The two groups have eight MPs in the National Assembly but they also have several supporters and the backing of several others. If the National Bloc agrees to participate, the number will certainly be greater than 20 MPs.

The grilling could lead to a motion of non-cooperation with the prime minister and this requires the support of at least 25 MPs to pass. A number of opposition lawmakers have already claimed that they have the required number to vote the prime minister out of office.

Mislem said that the government has not done enough in the face of the deposits scandal in which the bank accounts of several MPs allegedly received close to KD 100 million in the past few months.

The lawmaker said that if the "government’s hands were clean" in the scandal, it would have led efforts to dissolve the Assembly and then resigned. At least two local banks have referred the accounts of nine MPs to the public prosecution for an investigation into the huge deposits.

More bank accounts are expected to be referred to the prosecution in the coming weeks.

The decision to grill Prime Minister Sheikh Nasser Al-Mohammad Al-Ahmad Al-Sabah came after opposition MPs called at a gathering Tuesday night for a joint effort to force the premier to quit.

Islamist MP Waleed Al-Tabtabaei vowed at the gathering that if the grilling does not lead to ousting the prime minister, "I will resign my seat in parliament.

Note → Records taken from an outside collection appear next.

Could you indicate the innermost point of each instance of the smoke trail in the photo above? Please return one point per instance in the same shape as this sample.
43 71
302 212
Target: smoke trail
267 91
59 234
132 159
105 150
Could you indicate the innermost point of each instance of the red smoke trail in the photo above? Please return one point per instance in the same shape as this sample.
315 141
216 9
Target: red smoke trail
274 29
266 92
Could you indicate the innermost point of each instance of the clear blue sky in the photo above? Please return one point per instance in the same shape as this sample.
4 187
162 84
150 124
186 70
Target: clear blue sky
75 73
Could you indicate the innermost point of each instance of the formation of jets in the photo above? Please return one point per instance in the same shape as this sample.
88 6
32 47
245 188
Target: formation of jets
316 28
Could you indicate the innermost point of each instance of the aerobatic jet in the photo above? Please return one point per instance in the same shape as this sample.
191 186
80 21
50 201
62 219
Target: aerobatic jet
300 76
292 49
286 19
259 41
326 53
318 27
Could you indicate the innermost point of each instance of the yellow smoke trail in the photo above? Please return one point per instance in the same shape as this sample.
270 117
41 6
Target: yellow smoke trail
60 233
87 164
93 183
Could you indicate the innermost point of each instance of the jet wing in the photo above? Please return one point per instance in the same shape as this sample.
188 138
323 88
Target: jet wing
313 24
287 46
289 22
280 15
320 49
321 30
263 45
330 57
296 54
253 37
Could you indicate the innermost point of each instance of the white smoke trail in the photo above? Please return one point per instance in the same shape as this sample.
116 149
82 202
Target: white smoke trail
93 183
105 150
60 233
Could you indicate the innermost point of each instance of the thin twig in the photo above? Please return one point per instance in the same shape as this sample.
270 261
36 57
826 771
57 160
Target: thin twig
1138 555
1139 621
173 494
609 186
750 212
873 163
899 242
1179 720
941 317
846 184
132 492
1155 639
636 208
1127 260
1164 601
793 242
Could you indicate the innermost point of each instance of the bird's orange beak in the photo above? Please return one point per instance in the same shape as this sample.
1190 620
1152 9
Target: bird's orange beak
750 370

This is a promise". The grilling cannot be debated before the Assembly starts its new term on Oct 25 amid many rumours and unsourced reports that the house could be dissolved before then.

Meanwhile, Finance Minister Mustafa Al-Shamali declined to provide details about the bank deposits scandal in an answer to questions submitted by MP Ahmad Al-Saadoun.

Saadoun had asked for details about the cases of illegal deposits into the accounts of MPs and the role of the Central Bank, but Shamali in a lengthy answer provided general information about the role of the Central Bank as stipulated in the anti-money laundering law and other legislation. But Shamali stressed that the Central Bank has not given permission to any bank to make exceptions to the law regarding any deposits, particularly those of MPs.

Also, in an unprecedented move, opposition Islamist MP Dhaifallah Buramia yesterday disclosed his wealth based on bank accounts of him and his children, saying he wants to clear his name in the corruption scandal. Buramia was responding to reports in some newspapers and on Twitter implicating him in the illegal deposits scandal. He showed the details of his bank account to reporters to show that his account never exceed KD 4,000 in any month.

MP Ahmad Al-Saadoun meanwhile called on the government not to remain silent against a demand reportedly made by 100 Iraqi MPs to renegotiate the border demarcation which was made by the UN Security Council in 1993.

Saadoun said the government should immediately act to respond to such moves by Iraqi MPs and make it clear that the demarcation was based on a Security Council resolution and cannot be changed.